Infos Reuters L'accélération de la transition du diesel vers l'essence et vers l'électrique est un défi de taille pour la filière automobile mais aussi une opportunité pour les investisseurs car la répartition traditionnelle de la valeur ajoutée dans une voiture, entre mécanique et électronique, va s'en trouver chamboulée.

La disgrâce du diesel, un défi industriel pour la filière automobile
L'usine automobile Renault à Cleon produit des moteurs électriques.
© Guittet Pascal

L'accélération de la transition du diesel vers l'essence et vers l'électrique est un défi de taille pour la filière automobile mais aussi une opportunité pour les investisseurs."Des réajustements fondamentaux de l'ensemble de la chaîne de valeur automobile semblent inévitables", écrit le cabinet Deloitte dans une étude récente. "Mais on ne peut encore dire clairement où le voyage s'achèvera car beaucoup de développements en cours sont toujours spéculatifs."

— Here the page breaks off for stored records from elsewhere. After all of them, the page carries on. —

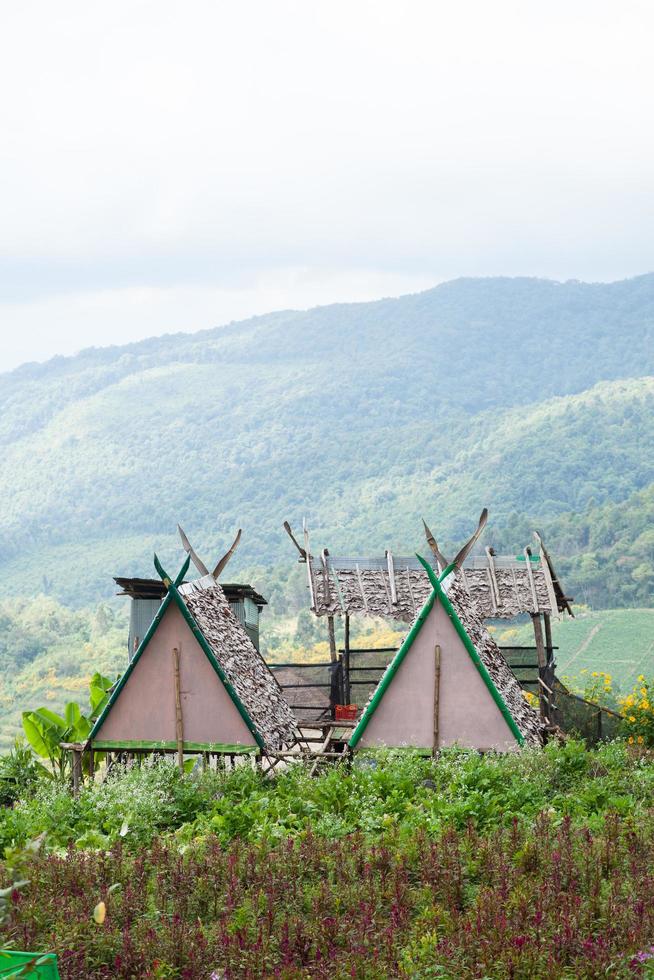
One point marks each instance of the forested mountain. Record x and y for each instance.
(532, 397)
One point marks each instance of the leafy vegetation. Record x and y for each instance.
(45, 730)
(49, 653)
(528, 865)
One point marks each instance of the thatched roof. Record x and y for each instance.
(525, 718)
(397, 586)
(241, 662)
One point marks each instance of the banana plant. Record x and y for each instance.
(45, 730)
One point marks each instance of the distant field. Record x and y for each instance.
(620, 641)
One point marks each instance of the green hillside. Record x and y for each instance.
(532, 397)
(618, 641)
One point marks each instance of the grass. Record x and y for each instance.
(521, 866)
(618, 641)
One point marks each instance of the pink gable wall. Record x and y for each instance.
(145, 708)
(468, 716)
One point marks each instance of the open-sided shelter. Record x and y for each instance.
(447, 684)
(196, 683)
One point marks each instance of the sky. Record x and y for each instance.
(169, 166)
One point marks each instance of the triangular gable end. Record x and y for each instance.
(141, 712)
(471, 711)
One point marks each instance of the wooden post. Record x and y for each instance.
(77, 770)
(542, 664)
(437, 691)
(332, 639)
(549, 678)
(178, 711)
(346, 662)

Le dieselgate a provoqué une accélération de la bascule du diesel, plus difficile à dépolluer en oxydes d'azote (NOx), vers l'essence, et les sites historiques de moteurs diesel des deux constructeurs automobiles français, Cléon (Seine-Maritime) pour Renault, Trémery (Moselle) pour PSA, sont déjà en cours d'adaptation.

Renault a lancé cette année à Cléon trois lignes flexibles pouvant usiner indifféremment des composants des deux types de motorisations tandis que PSA prévoit de doubler l'an prochain sa capacité de production française de moteurs à essence de dernière génération - trois cylindres turbo - avec l'installation d'une nouvelle chaîne de fabrication à Trémery.

Mais en attendant que les travaux soient terminés, le groupe sochalien doit importer des moteurs de Chine, même au prix d'un surcoût lié au transport et à la préparation des machines une fois celles-ci livrées. La presse a évoqué l'été dernier un volume de 50.000 moteurs, puis en novembre 100.000 exemplaires supplémentaires pour la période 2017-2018. "Nous avons été amenés à importer, et serons peut-être encore amenés à importer d'avantage, mais c'est à titre temporaire et provisoire en attendant l'augmentation des capacités (en France). En aucun cas cela n'a vocation à être pérennisé", a déclaré un porte-parole de PSA.

Renault a annoncé jeudi le lancement en 2018 d'un moteur à essence de toute nouvelle génération développé avec Daimler, un trois cylindres turbo de 1,3 litre qui remplacera le 1,2 litre actuel du groupe. Mais comme son prédécesseur, il ne sera pas fabriqué en France mais à Valladolid, en Espagne.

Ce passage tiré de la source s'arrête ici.